Nigeria Spent Over N758bn On Petrol Subsidy In Three Months

NNPC's Daily Petrol Supply Surges To 72.72 million Litres

When the Nigerian National Petroleum Company limited (NNPC) makes its projected N328 billion petrol subsidy deduction from the Federation Account for March this week, Nigeria will have spent N758.1 billion in the first three months of 2022.

Described as unsustainable by many economic experts, the country’s subsidy regime burden borne by the three tiers of government, the federal, state, and local governments, has posed a huge leak on the country’s revenues.

In January, the NNPC withheld N210.382 billion, while in February, it deducted N219.783 billion and is expected to remove N328.004 billion again, to hit over N758 billion in the first quarter of 2022.

Nigeria’s largely opaque long-running petrol subsidy will see the country spend close to a quarter of N4 trillion of its entire budget of roughly N17 trillion this year on the major subsidy cost center.

A THISDAY analysis of the latest Federation Account Allocation Committee (FAAC) shows that the NNPC has been unable to contribute a Kobo into the joint account operated by the tiers of government for the whole of this year.

BizWatch Nigeria recalls that the Minister of Finance, Zainab Ahmed, in an announcement last month, said the federal government would draw $2.2 billion from the Eurobond it issued last September and add to the proceeds of fresh domestic borrowing this year to fund fuel subsidy.

In January, the government reneged on a previous decision to halt the subsidy regime, opting to prolong it by 18 months in what was seen as a move to forestall a potential civil resistance in the prelude to the 2023 presidential election.

For the umpteenth time last week, the World Bank Group urged Nigeria to rethink its fuel subsidy regime, with its boss, David Malpass, saying that resources being expended on the subsidy could be channeled to other sectors of the economy to accelerate growth.

“One is that they (subsidies) are expensive because they go to everyone, and they are often used by people with upper incomes than by people with lower incomes, so they are not targeted.

“So, we encourage that when there is need for subsidy, either food or for fuel, that it should be carefully targeted at those most in need of it. And so, we have encouraged Nigeria to rethink its subsidy effort,” he said.

Although the Minister of State for Petroleum Resources, Timipre Sylva, recently described the controversial subsidy regime as “a criminal enterprise,” Nigeria has continued to service it even though it doesn’t know the volume of petrol the country consumes.

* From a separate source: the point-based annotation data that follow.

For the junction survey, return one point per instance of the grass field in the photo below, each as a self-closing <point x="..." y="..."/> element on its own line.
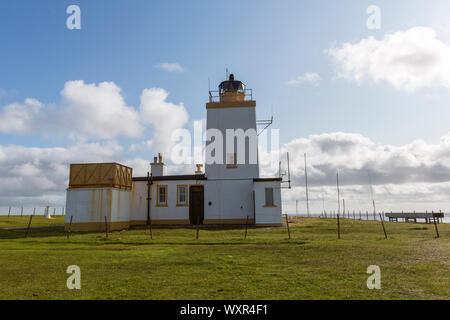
<point x="222" y="265"/>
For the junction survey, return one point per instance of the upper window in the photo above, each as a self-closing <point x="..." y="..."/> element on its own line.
<point x="269" y="197"/>
<point x="182" y="195"/>
<point x="231" y="160"/>
<point x="162" y="195"/>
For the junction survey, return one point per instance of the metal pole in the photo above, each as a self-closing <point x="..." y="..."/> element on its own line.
<point x="287" y="225"/>
<point x="149" y="198"/>
<point x="198" y="224"/>
<point x="435" y="225"/>
<point x="339" y="227"/>
<point x="70" y="226"/>
<point x="382" y="224"/>
<point x="306" y="182"/>
<point x="339" y="201"/>
<point x="106" y="228"/>
<point x="246" y="226"/>
<point x="29" y="224"/>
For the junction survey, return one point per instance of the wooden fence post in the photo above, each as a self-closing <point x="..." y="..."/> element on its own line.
<point x="435" y="224"/>
<point x="246" y="226"/>
<point x="382" y="224"/>
<point x="339" y="227"/>
<point x="70" y="226"/>
<point x="28" y="228"/>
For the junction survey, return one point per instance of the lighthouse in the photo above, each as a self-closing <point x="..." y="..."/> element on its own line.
<point x="231" y="116"/>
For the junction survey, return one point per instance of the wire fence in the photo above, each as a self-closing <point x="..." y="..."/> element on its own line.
<point x="28" y="210"/>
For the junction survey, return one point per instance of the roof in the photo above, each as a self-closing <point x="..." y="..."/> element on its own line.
<point x="266" y="179"/>
<point x="177" y="177"/>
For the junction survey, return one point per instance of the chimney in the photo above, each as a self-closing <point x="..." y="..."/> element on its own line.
<point x="199" y="169"/>
<point x="157" y="166"/>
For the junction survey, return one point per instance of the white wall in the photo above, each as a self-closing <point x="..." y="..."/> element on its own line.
<point x="230" y="199"/>
<point x="232" y="118"/>
<point x="267" y="215"/>
<point x="171" y="212"/>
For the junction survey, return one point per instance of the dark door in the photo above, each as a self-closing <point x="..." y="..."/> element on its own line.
<point x="196" y="205"/>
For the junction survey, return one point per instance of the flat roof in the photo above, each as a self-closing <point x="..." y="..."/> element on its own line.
<point x="176" y="177"/>
<point x="266" y="179"/>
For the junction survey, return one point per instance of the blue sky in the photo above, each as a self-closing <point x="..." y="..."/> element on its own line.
<point x="265" y="43"/>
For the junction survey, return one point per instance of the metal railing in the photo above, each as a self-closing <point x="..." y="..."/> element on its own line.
<point x="214" y="95"/>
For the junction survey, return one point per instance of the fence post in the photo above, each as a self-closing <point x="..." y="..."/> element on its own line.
<point x="198" y="224"/>
<point x="246" y="226"/>
<point x="339" y="227"/>
<point x="382" y="224"/>
<point x="106" y="228"/>
<point x="28" y="228"/>
<point x="287" y="224"/>
<point x="435" y="225"/>
<point x="70" y="226"/>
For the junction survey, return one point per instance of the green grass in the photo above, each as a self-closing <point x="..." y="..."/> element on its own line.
<point x="222" y="265"/>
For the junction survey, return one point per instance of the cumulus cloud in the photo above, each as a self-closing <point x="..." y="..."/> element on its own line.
<point x="87" y="110"/>
<point x="170" y="67"/>
<point x="408" y="60"/>
<point x="164" y="117"/>
<point x="308" y="77"/>
<point x="98" y="110"/>
<point x="40" y="175"/>
<point x="18" y="117"/>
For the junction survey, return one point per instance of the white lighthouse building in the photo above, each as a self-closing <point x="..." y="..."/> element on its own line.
<point x="230" y="190"/>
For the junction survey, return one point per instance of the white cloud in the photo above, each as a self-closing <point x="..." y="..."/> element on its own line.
<point x="17" y="117"/>
<point x="165" y="117"/>
<point x="87" y="111"/>
<point x="415" y="176"/>
<point x="98" y="111"/>
<point x="307" y="77"/>
<point x="408" y="60"/>
<point x="170" y="67"/>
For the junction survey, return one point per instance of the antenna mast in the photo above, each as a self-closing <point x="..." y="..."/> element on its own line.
<point x="306" y="182"/>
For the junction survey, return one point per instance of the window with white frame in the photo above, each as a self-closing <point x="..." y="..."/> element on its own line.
<point x="162" y="195"/>
<point x="182" y="199"/>
<point x="269" y="197"/>
<point x="231" y="160"/>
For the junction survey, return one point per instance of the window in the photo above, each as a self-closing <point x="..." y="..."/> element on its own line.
<point x="162" y="196"/>
<point x="182" y="195"/>
<point x="269" y="197"/>
<point x="231" y="160"/>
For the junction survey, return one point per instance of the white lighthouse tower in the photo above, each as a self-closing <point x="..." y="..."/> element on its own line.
<point x="232" y="119"/>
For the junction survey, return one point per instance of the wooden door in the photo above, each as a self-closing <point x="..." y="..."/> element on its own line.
<point x="196" y="204"/>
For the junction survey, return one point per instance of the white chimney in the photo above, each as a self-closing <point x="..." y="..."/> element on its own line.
<point x="157" y="166"/>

In her comments, immediate past President of the Nigerian Gas Association (NGA), Audrey Ezigbo, insisted that the subsidy be removed as over N10 trillion had been spent between 2006 and 2021. According to her, that’s more than what the 36 states generated last year.

Also, an Energy Expert, Ronke Onadeko, described it as a scam, saying that Nigeria cannot even generate enough funds to cover the subsidy it pays. She submitted that contribution should only be retained for the 3 percent of Nigerians whom data show need the assistance.

But another oil and gas analyst, Zaka Bala, argued that subsidy is necessary to relieve the current economic crisis’s huge burden on Nigerians, saying that Nigeria would be making its biggest mistake by removing the backing.

He noted that the subsidy on diesel, kerosene, jet fuel, and gas, which have all been removed, has not helped the country in any way, adding that it is almost crashing the economy as banks now close before the time due high diesel prices.

In 2021, the country spent N1.43 trillion on what it terms under-recovery, which has almost tripled with the N4 trillion approved for the purpose in 2022 by the National Assembly recently.